User Guide

16 Novell Storage Services Administration Guide
Novell Storage Services Administration Guide
103-000141-001
August 30, 2001
Novell Confidential
Manual 99a38 July 17, 2001
You can only mirror partitions. However, you might want to mirror an
entire storage pool. Because you can have only one storage pool on a
partition, the only way to mirror that storage pool is to mirror all of the
partitions the pool resides on.
To mirror partitions, you need to select an option that makes the partitions
compatible for mirroring when you create them—you cannot change that
mirroring option after you create a partition. You can mirror to an existing
group or create a new mirror group for the partition. You cannot combine
mirror groups (existing groups with multiple mirrored partitions).

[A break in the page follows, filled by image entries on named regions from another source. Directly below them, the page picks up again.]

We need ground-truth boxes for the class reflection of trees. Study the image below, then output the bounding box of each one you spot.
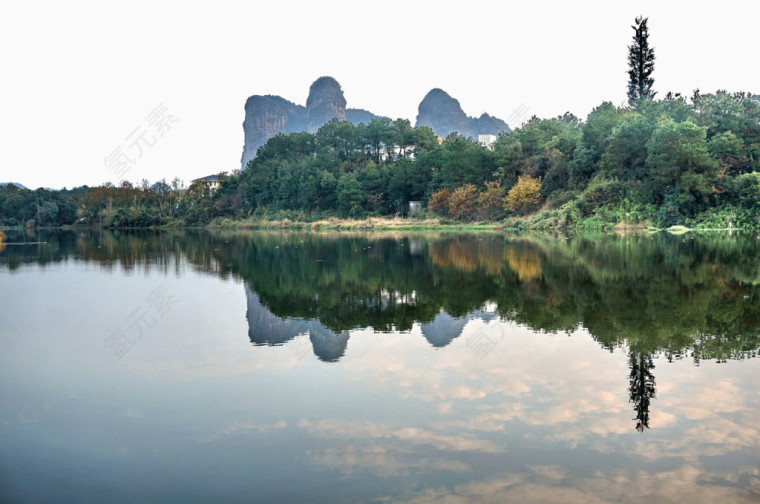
[5,230,760,361]
[628,350,655,432]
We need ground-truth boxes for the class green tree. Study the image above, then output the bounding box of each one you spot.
[504,175,541,212]
[646,119,718,211]
[628,16,657,105]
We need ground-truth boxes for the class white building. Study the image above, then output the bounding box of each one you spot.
[478,135,498,150]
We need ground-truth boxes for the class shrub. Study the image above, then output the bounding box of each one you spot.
[504,175,541,212]
[477,181,504,220]
[428,189,451,215]
[449,184,478,219]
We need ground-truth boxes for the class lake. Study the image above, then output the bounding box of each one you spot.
[0,230,760,503]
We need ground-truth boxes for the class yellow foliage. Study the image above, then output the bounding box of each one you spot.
[504,175,541,212]
[478,180,504,220]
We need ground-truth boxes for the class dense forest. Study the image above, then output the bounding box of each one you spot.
[0,91,760,228]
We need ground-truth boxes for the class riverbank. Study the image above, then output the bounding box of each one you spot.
[206,217,503,232]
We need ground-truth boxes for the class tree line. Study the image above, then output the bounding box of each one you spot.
[0,91,760,227]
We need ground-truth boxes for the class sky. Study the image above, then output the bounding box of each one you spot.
[0,0,760,189]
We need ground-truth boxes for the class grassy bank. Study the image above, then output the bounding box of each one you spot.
[208,217,502,231]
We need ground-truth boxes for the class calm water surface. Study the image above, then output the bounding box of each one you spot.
[0,231,760,503]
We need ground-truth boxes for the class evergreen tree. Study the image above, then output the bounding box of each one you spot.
[628,16,657,105]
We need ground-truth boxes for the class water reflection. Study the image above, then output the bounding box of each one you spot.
[0,231,760,422]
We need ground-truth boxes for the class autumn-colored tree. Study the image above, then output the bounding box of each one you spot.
[504,175,541,212]
[428,189,451,215]
[477,180,504,220]
[449,184,478,220]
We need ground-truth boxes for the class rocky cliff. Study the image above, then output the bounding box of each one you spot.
[306,77,346,133]
[241,77,509,168]
[416,89,509,138]
[241,77,379,168]
[241,95,306,168]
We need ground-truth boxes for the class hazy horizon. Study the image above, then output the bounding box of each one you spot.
[0,1,760,189]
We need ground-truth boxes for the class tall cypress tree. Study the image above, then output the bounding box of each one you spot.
[628,16,657,105]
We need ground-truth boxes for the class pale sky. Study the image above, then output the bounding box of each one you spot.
[0,0,760,189]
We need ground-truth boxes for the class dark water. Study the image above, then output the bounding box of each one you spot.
[0,231,760,503]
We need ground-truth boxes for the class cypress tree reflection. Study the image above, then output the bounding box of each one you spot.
[5,226,760,420]
[628,350,655,432]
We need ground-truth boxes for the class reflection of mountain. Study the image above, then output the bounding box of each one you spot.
[5,230,760,361]
[244,282,499,362]
[421,310,499,347]
[244,282,349,362]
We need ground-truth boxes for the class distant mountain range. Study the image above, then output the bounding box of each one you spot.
[0,182,29,189]
[241,77,509,168]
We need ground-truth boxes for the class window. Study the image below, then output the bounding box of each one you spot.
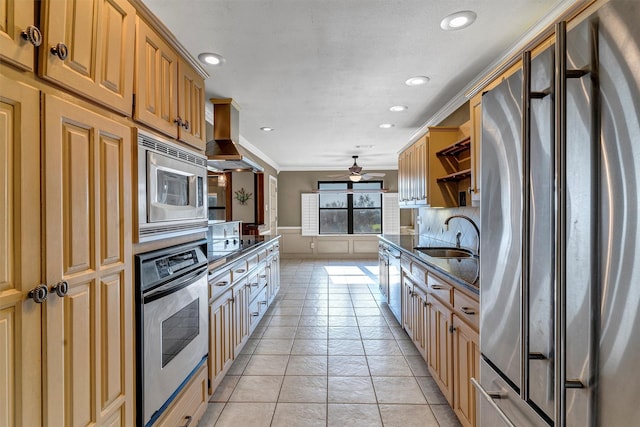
[318,181,382,234]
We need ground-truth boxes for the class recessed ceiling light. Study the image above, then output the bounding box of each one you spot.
[389,105,409,113]
[404,76,430,86]
[198,52,225,65]
[440,10,477,31]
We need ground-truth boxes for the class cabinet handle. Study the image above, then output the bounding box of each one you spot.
[29,284,49,304]
[51,280,69,298]
[50,43,69,61]
[471,378,516,427]
[460,307,476,316]
[20,25,42,47]
[182,415,193,427]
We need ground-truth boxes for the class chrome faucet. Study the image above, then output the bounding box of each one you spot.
[444,215,480,256]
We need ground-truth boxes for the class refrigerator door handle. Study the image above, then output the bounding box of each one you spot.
[471,378,516,427]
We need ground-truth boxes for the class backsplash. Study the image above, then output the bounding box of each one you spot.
[415,206,480,251]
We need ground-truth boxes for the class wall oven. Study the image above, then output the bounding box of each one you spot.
[136,239,209,426]
[137,131,208,242]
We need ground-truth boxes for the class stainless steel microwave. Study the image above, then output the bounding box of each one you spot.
[137,131,207,242]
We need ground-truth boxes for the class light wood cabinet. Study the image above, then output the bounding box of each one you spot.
[178,60,206,151]
[469,93,482,206]
[233,279,251,358]
[209,288,234,392]
[43,95,134,426]
[0,0,37,70]
[0,75,42,426]
[453,314,480,427]
[38,0,136,115]
[133,17,206,151]
[398,135,428,208]
[427,295,453,405]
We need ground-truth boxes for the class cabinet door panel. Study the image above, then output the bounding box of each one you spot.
[133,18,178,138]
[0,0,35,71]
[44,96,133,426]
[178,62,206,151]
[39,0,135,115]
[453,314,480,427]
[0,77,42,426]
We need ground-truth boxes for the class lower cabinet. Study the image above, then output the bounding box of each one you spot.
[427,295,453,405]
[402,249,480,427]
[453,314,480,426]
[209,289,234,390]
[208,240,280,394]
[155,365,209,427]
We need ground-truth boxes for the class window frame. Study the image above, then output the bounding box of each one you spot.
[318,180,384,236]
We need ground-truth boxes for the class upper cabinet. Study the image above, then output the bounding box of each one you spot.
[398,135,428,208]
[38,0,136,115]
[0,0,37,71]
[133,18,205,150]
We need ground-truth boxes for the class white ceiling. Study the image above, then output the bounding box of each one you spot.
[144,0,572,172]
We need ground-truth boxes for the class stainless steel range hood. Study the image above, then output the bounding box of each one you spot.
[206,98,264,172]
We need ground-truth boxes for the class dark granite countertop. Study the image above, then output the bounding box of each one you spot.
[380,234,480,294]
[207,235,280,265]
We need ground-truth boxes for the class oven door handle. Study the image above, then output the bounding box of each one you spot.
[142,266,208,304]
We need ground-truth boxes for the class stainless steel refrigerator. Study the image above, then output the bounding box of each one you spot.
[476,0,640,427]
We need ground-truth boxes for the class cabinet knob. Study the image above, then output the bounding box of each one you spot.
[50,43,69,61]
[20,25,42,47]
[51,280,69,298]
[29,284,49,304]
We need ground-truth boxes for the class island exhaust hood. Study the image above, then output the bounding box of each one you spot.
[206,98,264,172]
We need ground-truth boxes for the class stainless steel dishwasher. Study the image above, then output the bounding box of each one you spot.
[387,246,402,324]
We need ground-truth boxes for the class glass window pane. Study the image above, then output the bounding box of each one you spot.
[353,193,382,208]
[320,193,347,209]
[353,181,382,190]
[318,182,347,190]
[353,209,382,234]
[320,209,349,234]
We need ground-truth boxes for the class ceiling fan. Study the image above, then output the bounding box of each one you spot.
[329,156,385,182]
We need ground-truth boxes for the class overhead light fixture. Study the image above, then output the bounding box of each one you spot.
[440,10,478,31]
[389,105,409,113]
[198,52,225,65]
[404,76,431,86]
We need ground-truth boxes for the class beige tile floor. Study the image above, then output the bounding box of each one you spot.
[199,260,459,427]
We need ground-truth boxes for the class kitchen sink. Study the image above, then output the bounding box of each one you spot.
[413,247,476,258]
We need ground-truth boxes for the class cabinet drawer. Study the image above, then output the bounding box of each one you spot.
[231,260,249,281]
[247,254,258,270]
[208,270,231,298]
[427,274,453,304]
[411,261,429,283]
[453,289,480,330]
[156,364,209,427]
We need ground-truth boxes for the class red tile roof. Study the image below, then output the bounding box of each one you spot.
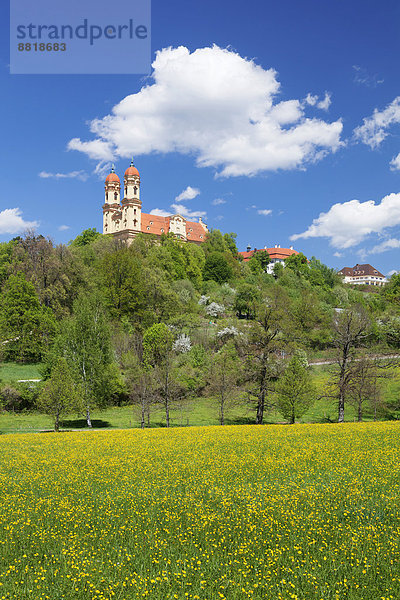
[339,263,384,277]
[141,213,207,242]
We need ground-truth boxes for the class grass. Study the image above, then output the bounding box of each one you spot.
[0,362,41,383]
[0,423,400,600]
[0,363,400,434]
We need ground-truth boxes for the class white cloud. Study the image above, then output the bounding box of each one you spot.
[39,171,89,181]
[150,208,171,217]
[171,204,207,219]
[175,185,200,202]
[354,96,400,148]
[353,65,384,88]
[390,152,400,171]
[68,46,342,177]
[368,238,400,254]
[0,208,39,234]
[305,94,318,106]
[67,138,114,161]
[290,193,400,248]
[317,92,332,110]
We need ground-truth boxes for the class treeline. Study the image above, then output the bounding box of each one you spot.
[0,230,400,428]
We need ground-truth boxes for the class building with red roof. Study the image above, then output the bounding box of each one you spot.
[239,244,299,274]
[103,160,208,244]
[339,263,387,286]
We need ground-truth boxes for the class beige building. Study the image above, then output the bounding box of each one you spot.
[103,160,208,244]
[339,263,387,285]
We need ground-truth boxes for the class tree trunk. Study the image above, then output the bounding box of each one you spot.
[256,390,265,425]
[140,398,146,429]
[338,392,344,423]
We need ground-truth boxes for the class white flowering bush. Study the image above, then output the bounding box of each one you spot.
[199,296,210,306]
[217,325,242,338]
[206,302,225,317]
[173,333,192,354]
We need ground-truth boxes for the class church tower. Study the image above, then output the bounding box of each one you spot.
[103,166,121,238]
[121,159,142,240]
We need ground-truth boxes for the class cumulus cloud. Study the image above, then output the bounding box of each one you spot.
[150,208,171,217]
[175,185,200,202]
[67,138,114,161]
[0,208,39,234]
[390,153,400,171]
[353,65,384,88]
[317,92,332,110]
[39,171,89,181]
[171,204,207,219]
[290,193,400,248]
[68,46,342,177]
[368,238,400,254]
[354,96,400,149]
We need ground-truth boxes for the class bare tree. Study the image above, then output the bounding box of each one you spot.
[327,306,371,423]
[348,357,398,422]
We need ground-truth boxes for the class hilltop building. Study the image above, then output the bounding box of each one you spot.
[339,264,387,285]
[103,160,208,244]
[239,244,299,274]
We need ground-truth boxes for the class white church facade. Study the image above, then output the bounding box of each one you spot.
[103,160,208,244]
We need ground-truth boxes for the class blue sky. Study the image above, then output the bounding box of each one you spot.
[0,0,400,274]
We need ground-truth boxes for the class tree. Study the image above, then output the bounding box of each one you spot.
[328,306,371,423]
[53,294,113,427]
[246,285,291,425]
[143,323,175,427]
[348,357,398,422]
[207,342,241,425]
[69,227,101,247]
[0,272,56,362]
[37,358,82,431]
[276,355,316,424]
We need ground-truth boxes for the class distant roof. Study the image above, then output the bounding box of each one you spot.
[141,213,207,242]
[339,263,384,277]
[239,248,299,262]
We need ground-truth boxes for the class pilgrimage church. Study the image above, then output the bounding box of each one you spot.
[103,160,208,244]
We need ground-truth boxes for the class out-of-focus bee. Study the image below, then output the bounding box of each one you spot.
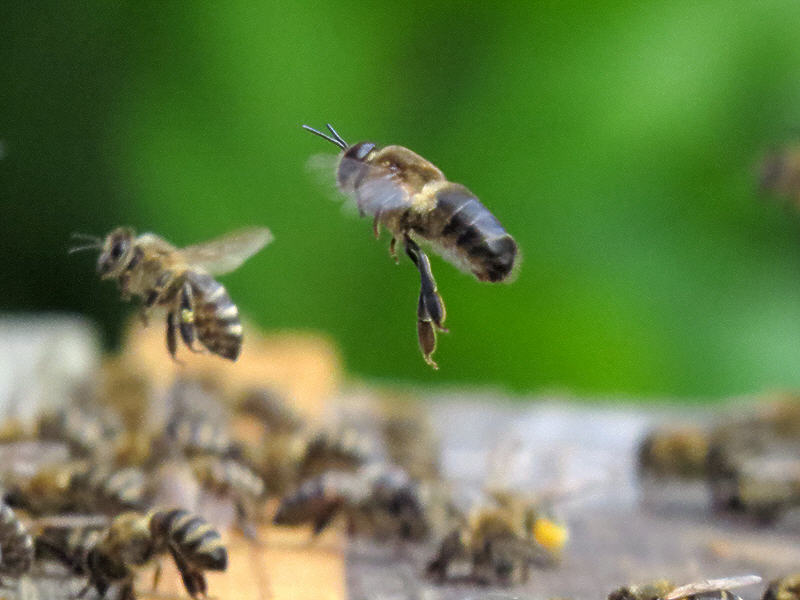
[608,575,761,600]
[759,144,800,205]
[6,461,148,515]
[159,380,240,456]
[638,426,710,479]
[303,125,517,368]
[426,496,566,585]
[70,227,272,360]
[37,509,228,600]
[36,402,122,456]
[0,504,34,578]
[273,464,441,540]
[292,427,380,479]
[706,404,800,522]
[762,573,800,600]
[190,456,267,538]
[381,401,440,480]
[238,387,304,433]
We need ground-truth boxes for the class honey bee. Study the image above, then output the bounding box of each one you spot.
[762,573,800,600]
[273,464,440,540]
[238,387,304,433]
[638,426,710,479]
[426,506,566,585]
[303,125,518,369]
[36,402,122,456]
[70,227,272,360]
[608,575,761,600]
[37,509,228,600]
[190,456,267,539]
[6,461,148,515]
[0,504,34,578]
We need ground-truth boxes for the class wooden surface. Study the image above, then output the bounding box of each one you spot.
[145,526,346,600]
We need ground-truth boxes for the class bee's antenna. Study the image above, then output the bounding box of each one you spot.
[303,125,347,150]
[67,244,103,254]
[67,233,103,254]
[328,123,347,148]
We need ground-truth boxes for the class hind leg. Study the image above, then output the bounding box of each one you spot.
[178,282,205,353]
[404,236,447,369]
[167,311,178,362]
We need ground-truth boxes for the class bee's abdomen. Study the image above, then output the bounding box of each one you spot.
[429,183,517,282]
[150,509,228,571]
[188,273,242,360]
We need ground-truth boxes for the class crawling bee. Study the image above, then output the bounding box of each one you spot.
[70,227,272,360]
[608,575,761,600]
[190,456,267,538]
[293,427,379,479]
[303,125,517,368]
[37,509,228,600]
[426,507,564,585]
[36,402,122,456]
[238,387,303,433]
[273,464,438,540]
[6,461,148,515]
[762,573,800,600]
[638,426,710,479]
[0,504,34,578]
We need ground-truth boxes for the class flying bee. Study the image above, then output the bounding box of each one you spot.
[303,125,517,369]
[70,227,272,360]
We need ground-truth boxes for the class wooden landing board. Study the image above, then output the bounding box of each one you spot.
[137,526,346,600]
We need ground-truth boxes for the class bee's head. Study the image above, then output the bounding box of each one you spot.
[97,227,136,278]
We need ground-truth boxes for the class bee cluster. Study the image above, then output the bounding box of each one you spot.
[638,397,800,522]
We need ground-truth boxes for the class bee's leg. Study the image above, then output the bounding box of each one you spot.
[169,546,208,598]
[167,310,178,362]
[236,500,259,543]
[372,212,381,240]
[178,281,203,353]
[405,236,447,369]
[153,560,161,592]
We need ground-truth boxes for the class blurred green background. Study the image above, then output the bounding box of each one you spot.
[0,0,800,398]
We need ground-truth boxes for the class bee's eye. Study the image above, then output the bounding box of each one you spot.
[111,239,125,260]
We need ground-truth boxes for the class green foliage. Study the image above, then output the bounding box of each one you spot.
[0,0,800,397]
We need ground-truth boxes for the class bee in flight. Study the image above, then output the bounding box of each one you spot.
[70,227,272,360]
[303,125,517,369]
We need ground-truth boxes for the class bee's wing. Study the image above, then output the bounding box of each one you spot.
[180,227,272,275]
[307,154,410,217]
[664,575,761,600]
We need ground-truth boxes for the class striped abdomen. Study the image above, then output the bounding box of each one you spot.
[187,271,242,360]
[0,504,34,577]
[418,183,517,282]
[150,509,228,571]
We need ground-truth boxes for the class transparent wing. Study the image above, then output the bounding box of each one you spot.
[664,575,761,600]
[306,154,410,217]
[180,227,272,275]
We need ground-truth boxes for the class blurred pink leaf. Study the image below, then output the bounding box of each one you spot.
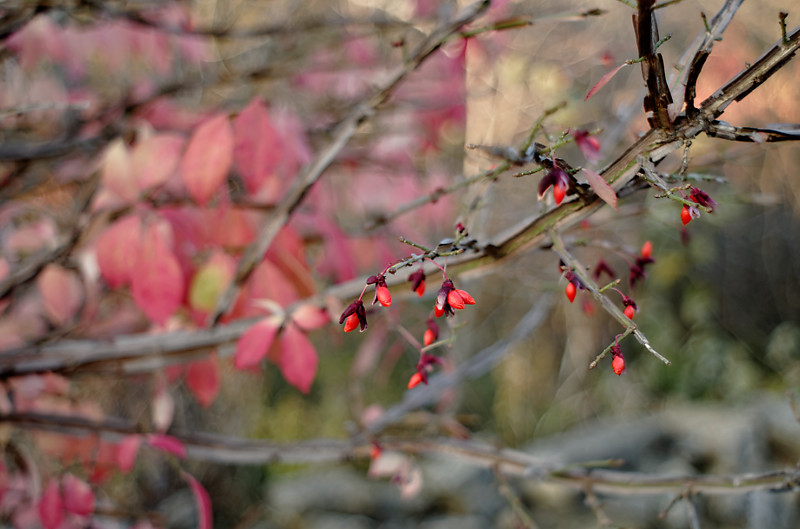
[117,435,142,474]
[36,263,83,327]
[61,474,94,516]
[292,303,331,331]
[233,316,281,369]
[189,251,236,313]
[131,134,186,191]
[233,97,285,198]
[583,167,617,209]
[186,354,219,407]
[280,324,319,393]
[583,62,628,101]
[180,114,233,206]
[102,138,139,203]
[147,433,186,459]
[181,472,213,529]
[128,222,184,324]
[95,215,142,288]
[38,478,64,529]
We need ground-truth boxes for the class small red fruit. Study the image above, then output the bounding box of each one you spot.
[624,305,636,320]
[611,355,625,375]
[408,371,423,389]
[422,329,436,347]
[375,286,392,307]
[344,314,359,332]
[681,206,692,226]
[565,281,578,303]
[641,240,652,259]
[447,290,466,310]
[553,182,567,205]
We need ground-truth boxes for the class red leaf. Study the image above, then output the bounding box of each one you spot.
[233,97,285,196]
[117,435,142,474]
[583,167,617,209]
[186,354,219,407]
[95,215,142,288]
[292,303,331,331]
[233,316,281,369]
[280,324,319,393]
[38,479,64,529]
[583,62,628,101]
[180,114,233,206]
[181,472,212,529]
[147,433,186,459]
[133,222,184,324]
[131,134,186,191]
[36,264,83,326]
[102,138,139,203]
[61,474,94,516]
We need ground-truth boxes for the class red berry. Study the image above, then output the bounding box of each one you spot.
[611,355,625,375]
[344,314,359,332]
[456,288,475,305]
[447,290,464,310]
[681,206,692,226]
[642,240,652,259]
[553,183,567,205]
[408,371,422,389]
[565,281,578,303]
[375,286,392,307]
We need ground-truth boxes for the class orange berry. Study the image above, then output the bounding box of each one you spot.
[553,183,567,205]
[681,206,692,226]
[408,371,422,389]
[456,288,475,305]
[642,241,653,259]
[565,281,578,303]
[344,314,360,332]
[611,355,625,375]
[375,286,392,307]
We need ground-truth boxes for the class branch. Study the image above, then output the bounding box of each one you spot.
[210,0,489,324]
[0,413,800,496]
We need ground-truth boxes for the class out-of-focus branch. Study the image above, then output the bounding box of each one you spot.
[0,20,800,377]
[0,413,800,496]
[210,0,489,324]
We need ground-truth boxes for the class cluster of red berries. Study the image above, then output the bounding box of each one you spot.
[339,258,475,388]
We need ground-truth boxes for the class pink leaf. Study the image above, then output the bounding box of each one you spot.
[95,216,142,288]
[117,435,142,474]
[147,433,186,459]
[36,264,83,326]
[583,62,628,101]
[131,134,186,191]
[233,97,285,194]
[102,138,139,203]
[233,316,281,369]
[181,472,212,529]
[38,479,64,529]
[129,222,184,324]
[292,303,331,331]
[583,167,617,209]
[180,114,233,206]
[61,474,94,516]
[280,324,319,393]
[186,354,219,407]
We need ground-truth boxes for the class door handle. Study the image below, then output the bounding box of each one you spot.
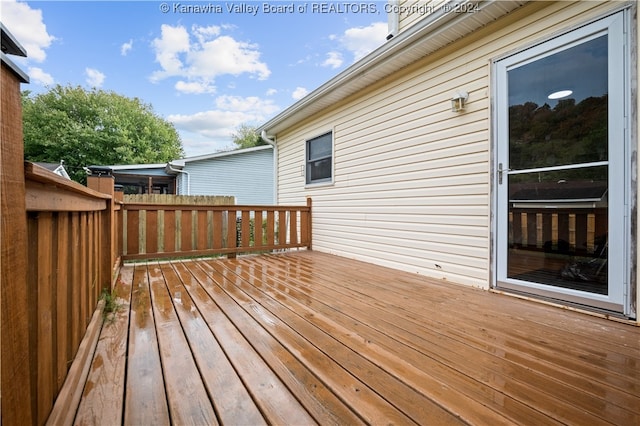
[498,163,511,185]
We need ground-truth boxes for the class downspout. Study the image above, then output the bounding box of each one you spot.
[387,0,400,40]
[167,163,191,195]
[260,129,278,204]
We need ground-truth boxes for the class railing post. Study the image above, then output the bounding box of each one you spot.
[307,197,313,250]
[87,175,118,291]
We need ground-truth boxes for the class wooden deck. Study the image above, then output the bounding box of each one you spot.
[50,251,640,425]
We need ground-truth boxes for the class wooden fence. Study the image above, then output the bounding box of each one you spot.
[25,163,115,424]
[2,163,311,424]
[122,199,311,260]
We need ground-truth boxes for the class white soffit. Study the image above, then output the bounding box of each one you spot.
[258,0,528,135]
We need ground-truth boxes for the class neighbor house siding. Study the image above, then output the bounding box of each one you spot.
[278,2,610,288]
[180,148,274,205]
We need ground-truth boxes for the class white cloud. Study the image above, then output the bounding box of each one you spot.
[151,24,189,81]
[0,0,55,62]
[167,95,279,156]
[151,25,271,93]
[175,80,216,95]
[291,87,309,101]
[120,40,133,56]
[338,22,388,62]
[28,67,54,86]
[84,68,105,87]
[322,52,344,69]
[216,95,279,113]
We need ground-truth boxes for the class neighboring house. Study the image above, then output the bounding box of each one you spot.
[166,145,274,205]
[258,0,640,319]
[35,161,71,179]
[105,163,176,194]
[102,145,274,205]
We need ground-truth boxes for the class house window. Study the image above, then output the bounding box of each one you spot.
[306,132,333,184]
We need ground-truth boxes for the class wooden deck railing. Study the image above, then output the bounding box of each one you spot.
[2,162,311,424]
[122,199,311,260]
[25,163,115,424]
[509,208,607,255]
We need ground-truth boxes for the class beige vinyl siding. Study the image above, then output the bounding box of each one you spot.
[277,2,624,288]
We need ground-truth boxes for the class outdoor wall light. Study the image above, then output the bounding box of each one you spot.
[451,92,469,112]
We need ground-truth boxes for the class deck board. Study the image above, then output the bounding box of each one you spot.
[57,251,640,425]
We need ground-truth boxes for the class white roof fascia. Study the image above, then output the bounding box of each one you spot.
[258,0,529,135]
[180,145,273,164]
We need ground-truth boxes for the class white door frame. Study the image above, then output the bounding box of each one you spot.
[492,11,635,316]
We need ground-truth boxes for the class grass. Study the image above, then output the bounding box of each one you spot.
[100,289,122,323]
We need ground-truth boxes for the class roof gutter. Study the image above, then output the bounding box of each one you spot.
[260,129,278,204]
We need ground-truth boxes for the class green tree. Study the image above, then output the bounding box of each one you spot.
[22,85,184,183]
[231,124,266,149]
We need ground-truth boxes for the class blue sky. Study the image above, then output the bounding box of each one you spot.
[0,0,387,156]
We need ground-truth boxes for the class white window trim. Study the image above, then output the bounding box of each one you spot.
[302,129,336,189]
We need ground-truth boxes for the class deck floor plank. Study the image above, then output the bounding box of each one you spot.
[58,251,640,425]
[148,264,218,425]
[75,266,133,425]
[179,258,314,424]
[201,262,451,424]
[272,253,640,424]
[123,265,170,425]
[235,256,550,424]
[260,253,638,424]
[185,264,362,425]
[160,263,266,426]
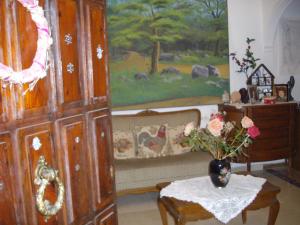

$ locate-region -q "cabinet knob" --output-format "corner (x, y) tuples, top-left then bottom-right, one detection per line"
(75, 137), (80, 144)
(67, 63), (75, 74)
(109, 166), (114, 178)
(34, 156), (65, 222)
(101, 131), (105, 138)
(0, 181), (4, 191)
(96, 45), (103, 59)
(65, 33), (73, 45)
(32, 137), (42, 151)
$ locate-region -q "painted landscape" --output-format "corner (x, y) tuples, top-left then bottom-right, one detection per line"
(107, 0), (229, 110)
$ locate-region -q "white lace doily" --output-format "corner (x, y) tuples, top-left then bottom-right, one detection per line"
(160, 174), (266, 223)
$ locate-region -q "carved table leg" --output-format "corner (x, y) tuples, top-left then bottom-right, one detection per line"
(175, 219), (185, 225)
(268, 199), (280, 225)
(157, 198), (168, 225)
(242, 210), (247, 224)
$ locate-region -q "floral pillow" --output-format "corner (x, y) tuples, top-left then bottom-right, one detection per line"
(135, 124), (169, 158)
(169, 125), (191, 155)
(113, 131), (136, 159)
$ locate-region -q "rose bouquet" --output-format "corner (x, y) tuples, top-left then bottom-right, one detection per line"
(183, 112), (260, 160)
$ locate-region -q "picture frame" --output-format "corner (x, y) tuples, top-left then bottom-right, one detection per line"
(273, 84), (288, 102)
(248, 85), (258, 102)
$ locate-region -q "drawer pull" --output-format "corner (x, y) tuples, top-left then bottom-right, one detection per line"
(75, 137), (80, 144)
(67, 63), (75, 74)
(96, 45), (103, 59)
(32, 137), (42, 151)
(101, 131), (105, 138)
(0, 181), (4, 191)
(34, 156), (65, 222)
(65, 34), (73, 45)
(109, 166), (114, 178)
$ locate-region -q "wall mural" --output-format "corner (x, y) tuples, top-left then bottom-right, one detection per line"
(107, 0), (229, 110)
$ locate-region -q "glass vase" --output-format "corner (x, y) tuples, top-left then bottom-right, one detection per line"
(208, 159), (231, 188)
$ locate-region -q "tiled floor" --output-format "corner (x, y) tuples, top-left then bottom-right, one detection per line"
(118, 165), (300, 225)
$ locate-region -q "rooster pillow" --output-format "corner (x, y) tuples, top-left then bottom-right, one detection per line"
(135, 124), (168, 158)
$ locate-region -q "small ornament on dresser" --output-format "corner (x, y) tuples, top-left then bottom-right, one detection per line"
(230, 91), (241, 103)
(287, 76), (295, 101)
(222, 90), (230, 103)
(239, 88), (249, 104)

Mirrored partitions must have compatible data area size. This means the
new partition must be at least the same size or slightly larger than the
other partitions in the group. For example, the physical size (combined
data and hot fix size) must be at least 100 KB bigger, but no more than
120 MB bigger than the data size of the existing partitions in the mirror
group.
The file system adjusts the Hot Fix size to the legal ranges in order to
make the data area identical to the other partitions in the mirror group.
Mirrored partitions must have the same sharable for clustering status.
The partitions you add to a group cannot be part of an existing group—
they must be individual mirrored objects.
Stripe Data Across Storage Devices (RAID)
NSS lets you create an additional storage device by striping data across
multiple disk drives on your system. This option, called RAID, is a software
configuration that emulates an actual hardware RAID 0 system. This RAID
configuration occurs at the software level instead of using a RAID machine.
You set up a RAID device by obtaining space from all your physical storage
devices then putting segments on the combined space. A RAID segment is the
amount of space you obtain from each storage device. You can have up to
eight segments on a RAID device. The file system places data on the RAID
disks sequentially. This is called disk striping. The RAID stripe size is the
amount of data the file system places on a disk before moving to the next disk.
You can use the software RAID 0 on both logical and traditional volumes.